Through detailed analysis of fluence profiles across wavelengths from 660 nm to 950 nm, this study provides critical insights into the attenuation of light intensity as it traverses the capillary. Shorter wavelengths, such as 660 nm, exhibit rapid attenuation near the source, while longer wavelengths, such as 950 nm, penetrate deeper into tissues and show a more gradual decline in fluence. This wavelength-dependent behavior is consistent with the known optical properties of biological tissues and is essential for optimizing light delivery in applications like photodynamic therapy and optical imaging.

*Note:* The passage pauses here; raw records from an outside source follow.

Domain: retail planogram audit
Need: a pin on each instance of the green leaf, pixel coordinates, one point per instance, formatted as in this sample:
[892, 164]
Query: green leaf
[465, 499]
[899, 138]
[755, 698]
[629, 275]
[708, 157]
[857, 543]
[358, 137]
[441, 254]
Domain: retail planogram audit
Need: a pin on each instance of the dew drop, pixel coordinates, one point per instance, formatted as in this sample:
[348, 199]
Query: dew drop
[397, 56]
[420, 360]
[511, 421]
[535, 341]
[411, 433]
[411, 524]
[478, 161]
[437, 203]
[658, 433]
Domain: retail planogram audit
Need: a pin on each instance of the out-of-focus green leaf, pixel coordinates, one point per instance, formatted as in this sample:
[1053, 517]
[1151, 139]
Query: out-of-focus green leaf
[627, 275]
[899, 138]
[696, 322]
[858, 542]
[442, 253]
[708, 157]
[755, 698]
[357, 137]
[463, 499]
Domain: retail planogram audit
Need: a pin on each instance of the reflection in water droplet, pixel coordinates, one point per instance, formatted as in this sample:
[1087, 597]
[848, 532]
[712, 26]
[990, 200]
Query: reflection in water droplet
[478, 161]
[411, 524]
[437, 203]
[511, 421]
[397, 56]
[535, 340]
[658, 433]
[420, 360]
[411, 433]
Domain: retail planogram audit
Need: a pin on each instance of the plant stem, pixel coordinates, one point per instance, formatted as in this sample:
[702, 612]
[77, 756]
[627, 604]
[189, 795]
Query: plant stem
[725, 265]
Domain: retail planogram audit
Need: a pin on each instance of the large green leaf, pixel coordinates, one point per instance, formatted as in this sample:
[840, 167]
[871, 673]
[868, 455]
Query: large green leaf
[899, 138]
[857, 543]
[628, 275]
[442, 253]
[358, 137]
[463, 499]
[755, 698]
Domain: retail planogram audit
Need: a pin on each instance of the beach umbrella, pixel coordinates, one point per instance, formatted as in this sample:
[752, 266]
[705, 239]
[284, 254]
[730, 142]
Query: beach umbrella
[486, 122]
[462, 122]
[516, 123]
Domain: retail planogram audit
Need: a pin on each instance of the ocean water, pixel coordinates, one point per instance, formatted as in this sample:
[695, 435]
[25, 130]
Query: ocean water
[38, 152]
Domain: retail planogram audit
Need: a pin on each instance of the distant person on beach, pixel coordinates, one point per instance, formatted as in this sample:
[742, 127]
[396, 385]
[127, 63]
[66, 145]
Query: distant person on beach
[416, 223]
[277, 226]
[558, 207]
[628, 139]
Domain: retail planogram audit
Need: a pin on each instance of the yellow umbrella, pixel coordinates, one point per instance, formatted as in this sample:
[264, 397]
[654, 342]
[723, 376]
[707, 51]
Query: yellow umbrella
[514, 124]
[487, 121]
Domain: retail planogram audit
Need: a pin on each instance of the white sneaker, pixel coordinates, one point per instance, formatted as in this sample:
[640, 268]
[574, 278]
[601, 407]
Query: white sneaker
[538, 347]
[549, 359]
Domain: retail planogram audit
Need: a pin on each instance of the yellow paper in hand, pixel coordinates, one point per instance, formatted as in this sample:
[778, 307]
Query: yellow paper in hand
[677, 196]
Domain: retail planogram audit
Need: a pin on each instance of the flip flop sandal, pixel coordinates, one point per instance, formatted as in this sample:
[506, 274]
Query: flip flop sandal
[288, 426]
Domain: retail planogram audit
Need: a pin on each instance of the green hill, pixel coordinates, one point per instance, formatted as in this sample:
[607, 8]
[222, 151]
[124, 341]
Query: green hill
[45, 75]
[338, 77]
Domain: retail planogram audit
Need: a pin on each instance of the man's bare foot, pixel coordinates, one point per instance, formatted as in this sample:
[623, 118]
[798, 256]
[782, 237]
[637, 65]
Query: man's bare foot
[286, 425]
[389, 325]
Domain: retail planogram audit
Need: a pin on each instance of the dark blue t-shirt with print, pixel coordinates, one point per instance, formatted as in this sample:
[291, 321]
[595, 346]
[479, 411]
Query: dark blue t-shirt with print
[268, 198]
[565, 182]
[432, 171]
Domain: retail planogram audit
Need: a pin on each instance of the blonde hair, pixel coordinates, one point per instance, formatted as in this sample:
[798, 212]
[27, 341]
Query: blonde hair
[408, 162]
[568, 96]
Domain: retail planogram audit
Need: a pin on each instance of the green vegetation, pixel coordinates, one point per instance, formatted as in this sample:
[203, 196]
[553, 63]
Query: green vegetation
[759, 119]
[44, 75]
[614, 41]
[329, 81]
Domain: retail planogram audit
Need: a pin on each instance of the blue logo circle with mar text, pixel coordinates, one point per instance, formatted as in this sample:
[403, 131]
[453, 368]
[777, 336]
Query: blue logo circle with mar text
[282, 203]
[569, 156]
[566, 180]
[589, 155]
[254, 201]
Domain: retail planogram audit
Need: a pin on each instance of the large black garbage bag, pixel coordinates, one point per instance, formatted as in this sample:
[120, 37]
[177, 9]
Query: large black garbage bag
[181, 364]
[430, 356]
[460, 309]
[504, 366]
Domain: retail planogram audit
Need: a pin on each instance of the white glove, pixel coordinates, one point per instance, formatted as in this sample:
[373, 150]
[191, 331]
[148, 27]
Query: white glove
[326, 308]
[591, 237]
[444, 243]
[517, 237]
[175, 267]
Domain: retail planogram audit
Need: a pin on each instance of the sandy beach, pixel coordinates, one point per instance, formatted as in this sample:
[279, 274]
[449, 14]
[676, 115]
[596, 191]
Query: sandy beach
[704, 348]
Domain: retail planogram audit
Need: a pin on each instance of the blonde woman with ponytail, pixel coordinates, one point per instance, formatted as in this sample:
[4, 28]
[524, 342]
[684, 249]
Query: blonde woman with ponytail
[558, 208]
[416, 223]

The study was conducted using the S-Function Builder in MATLAB/Simulink, with the generated code validated through Software-in-the-Loop (SIL) testing approach.
The real-time implementation of the model, validated through Software-in-the-Loop (SIL) testing, highlights the potential for real-time fluence calculations, which could be further optimized for clinical use. This research contributes significantly to understanding light-tissue interactions and lays groundwork for the development of personalized light-based therapies. By demonstrating the feasibility of real-time monitoring, this study paves the way for the integration of these computational frameworks into advanced biomedical devices.
By demonstrating the feasibility of real-time monitoring, this study paves the way for the integration of these computational frameworks into advanced biomedical devices. However, real-time validation remains a future task. This study represents the first step in this direction. We have generated the code to be implemented on the target hardware for fluence calculation. The next steps include conducting a 3D study to represent the current work object, validating through Hardware-in-the-Loop (HIL) testing, and, finally, implementing the complete system with the sensors, information processing board, and an IoT module for cloud communication of the results.
While the study provides valuable insights and demonstrates the method’s feasibility under controlled conditions, further clinical validation is necessary to assess its real-world applicability. Additionally, future research may focus on refining the model for more complex biological environments and exploring the integration of multi-modal imaging techniques. These advancements will be essential for enhancing the accuracy and effectiveness of light-based diagnostic and therapeutic tools, marking a step forward in non-invasive medical treatments.